Gang Fang's Blog

Note 1

A Bayesian Network isn’t just a DAG, which I am often confused about, but a combination of two entities satisfying a relational condition. I can write it out as such: (G is a DAG and P is a probability density)

<G, P> where P satisfies the local directed markov condition for G

One important implication is you can’t say G is a Bayesian Network; you can’t say any pair of <G, P> is a Bayesian Network; but you can FIND Bayesian Networks given a G, if they exist.

Can you explain this hierarchy of equivalence relations between two different DAGs intuitively: markov equivalent, statistically equivalent and causally equivalent?

My answer: as we go from markov to statistical to eventually causal, the equivalence relation requires more rules and is thus harder to satisfy. Markov equivalence is concerned with G only, P is not considered.
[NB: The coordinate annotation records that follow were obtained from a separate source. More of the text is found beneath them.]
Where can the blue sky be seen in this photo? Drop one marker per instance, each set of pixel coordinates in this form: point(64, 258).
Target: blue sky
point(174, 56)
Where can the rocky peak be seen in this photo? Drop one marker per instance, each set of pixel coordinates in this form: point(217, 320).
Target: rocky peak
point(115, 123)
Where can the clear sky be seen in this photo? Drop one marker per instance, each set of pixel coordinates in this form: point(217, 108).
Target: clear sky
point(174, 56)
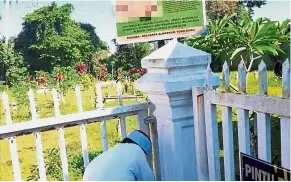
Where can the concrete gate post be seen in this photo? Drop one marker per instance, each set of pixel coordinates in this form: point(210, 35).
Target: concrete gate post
point(172, 71)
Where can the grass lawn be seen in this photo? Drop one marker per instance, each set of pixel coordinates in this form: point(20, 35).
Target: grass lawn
point(25, 144)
When statistical equivalence is discussed, we look at P(G), denoted as P represented by G, which consists of both P and G. Lastly, for two DAGs to be causally equivalent, they have to be statistically equivalent for every manipulation.

Can two DAGs with different structures be Markov equivalent?

My answer: imagine two almost DAGs, G and G’, which share the same base structure, A -> B -> C, but G’ has an additional node D whose parent is C (A -> B -> C -> D). It’s easy to see A and D is d-separated given C and this d-separated relation doesn’t exist in G. Therefore, two DAGs must share the same structure to be possibly Markov equivalent.

Critique: this answer is not correct because I didn’t regard different directions of edges as different structures. Two DAGs with the same nodes and connections (ignoring directions for a second) can still be different structurally when the directions are different, like (A -> B -> C) and (A <- B <- C).

In such cases, two DAGs with different structures can indeed have the same set of d-separated relations and hence be markov equivalent.